API keys are created in the portal: Settings → API access. Only company admins can create them. Each key:
  • starts with lac_sk_ and is shown once at creation — store it immediately;
  • is pinned to one company, so you never pass a company identifier (accounts with multiple businesses mint one key per business);
  • carries one scope, read or write;
  • can be revoked at any time from the same settings page.

Scopes

ScopeWhat it allows
readRead-only access to everything: books, VAT, statements, analytics, documents, messages, filings, invoices, connections, imports.
writeEverything read allows, plus operator-level actions: upload documents, message Björn, draft and send invoices, request filing reviews, trigger connection syncs.
Even a write key can never touch payroll (payroll stays in the portal), change company settings, grant portal access, or manage API keys. Those require an interactive admin or approver signed in to the portal.

Quickstart

Authenticate every request with your key as a bearer token.
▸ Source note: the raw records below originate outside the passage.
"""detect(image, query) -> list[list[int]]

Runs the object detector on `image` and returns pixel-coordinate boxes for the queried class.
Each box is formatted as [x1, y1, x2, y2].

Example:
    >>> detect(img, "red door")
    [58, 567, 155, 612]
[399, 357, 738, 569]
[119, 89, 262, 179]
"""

Fetch your company overview:
curl -H "Authorization: Bearer lac_sk_..." \
  https://api.app.lastaccountingcompany.com/portal/overview
Read June’s general ledger:
curl -H "Authorization: Bearer lac_sk_..." \
  "https://api.app.lastaccountingcompany.com/portal/sheet?tab=books&range=2026-06"
Ask Björn a question:
curl -X POST \
  -H "Authorization: Bearer lac_sk_..." \
  -H "Content-Type: application/json" \
  -d '{"text": "Which purchases are still missing receipts for June?"}' \
  https://api.app.lastaccountingcompany.com/portal/messages
From here, the API reference covers every endpoint, and the MCP page connects the same capabilities to Claude, Cursor, VS Code, or your own agents.

Base URL

https://api.app.lastaccountingcompany.com/portal

Conventions

  • JSON in and out, snake_case field names.
  • Amounts are integer cents; rates are basis points (2550 = 25.5%, the Finnish standard VAT rate).
  • Periods are YYYY-MM; ranges accept YYYY-MM, YYYY-Qn, YYYY, all, this_month, or last_6_months.
  • Errors return a non-2xx status with {"error": "...", "detail": "..."}.
  • customer_id is optional everywhere — API keys are pinned to one company.

Keep your keys safe

  • Store keys in environment variables or a secret manager — never in source code, config files under version control, or client-side code.
  • Use read scope unless you need writes. Analysis, dashboards, and reporting agents should run on read-only keys.
  • Revoke on suspicion. Any admin can revoke a key instantly in Settings → API access; issue a new one afterwards.
  • API keys are company credentials, not personal ones — they keep working if the person who created them leaves. Revoke or rotate keys in Settings → API access when an admin departs.
  • Every action is tenant-isolated and audited. A key can only ever see and touch its own company, and every request is attributed to the key that made it.